GÜBRE BİLE LÜKS OLDU!
İsmini vermek istemeyen bir diğer çiftçi ise: “Şu an bir çiftçi ve tarım üreticisi olarak gübre fiyatlarına gelen yüzde 400’lük zamdan dolayı hepimiz tedirgin durumdayız. Şu an ekim ayı olduğu halde mazota gelen zamdan dolayı kimse tarlasını işleyemiyor. Gübre alamaz hale geldik. Tohum bulamıyoruz, tohum alamaz durumdayız. Kaldırdığımız buğdayı elimizden 2 bin TL’den aldılar. Şu an tohuma 5-6 bin TL fiyat çekiyorlar. Yine de bu fiyatlarda bile tohum bulamıyoruz. Gübre bayilerine gidiyoruz ama bize gübrenin ellerinde olmadığı söyleniyor. Varsa da fahiş fiyatlar veriliyor. Bahçelerimizi nadasa bırakmak zorunda kaldık, ekin ekemeyeceğiz. Tarım krediden aldığımız kredileri ödeyemiyoruz. Şu an çiftçi çok mağdur durumda” dedi.
MAZOT FİYATI YÜZDE 100 ARTTI
Ören Mahallesinde kayısı ve kuru fasulye üreticiliği yapan Cebrail Yener, mazot fiyatlarının geçen seneye göre yüzde 100 arttığını söyledi. Yener, “Mazot yüzde 100 arttı. Kayısı üretiyoruz, bu sene gübre alamadık. 1 ton gübre 3 bin TL civarında iken, şu an 6 bin 500 TL. Bugün 1 kilo bakır 8 bin TL olmuş. Kayısıyı 29 bin TL’ye verdim, geçen sene 26 bin TL’ye vermiştim. Şu anda kayısı 55 bin TL olmuş. Burada üretici değil de aracılar kazanıyor” dedi.

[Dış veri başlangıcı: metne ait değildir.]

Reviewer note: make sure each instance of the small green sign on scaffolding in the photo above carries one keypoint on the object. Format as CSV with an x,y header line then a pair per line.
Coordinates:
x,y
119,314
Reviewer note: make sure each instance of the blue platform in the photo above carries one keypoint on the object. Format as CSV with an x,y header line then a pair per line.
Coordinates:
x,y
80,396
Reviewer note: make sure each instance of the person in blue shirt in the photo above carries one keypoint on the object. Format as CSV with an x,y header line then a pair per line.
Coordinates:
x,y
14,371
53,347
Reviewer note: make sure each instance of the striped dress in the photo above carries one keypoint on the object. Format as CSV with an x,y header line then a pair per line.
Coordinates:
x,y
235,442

ÇİFTÇİ GİRDİDE ÖTV VE KDV’NİN KALDIRILMASINI İSTİYOR
Geçen yıl fasulyenin kilosuna 11.5 TL verildiğini, fiyatın bu sene 10 TL’ye düşürüldüğünü kaydeden Yener, “Benim fasulyeyi üretirken olan masraflarım yüzde 100 arttı. Gübre olsun, ilaç olsun, su parası olsun. Bugün 1 dönüm için su 100-120 bin TL. Hiçbir yardım da almıyorum. 29 dönüm bahçem var 540 bin TL destek alıyorum yalnızca. ÖTV, KDV olmasın kaldırılmalı” dedi.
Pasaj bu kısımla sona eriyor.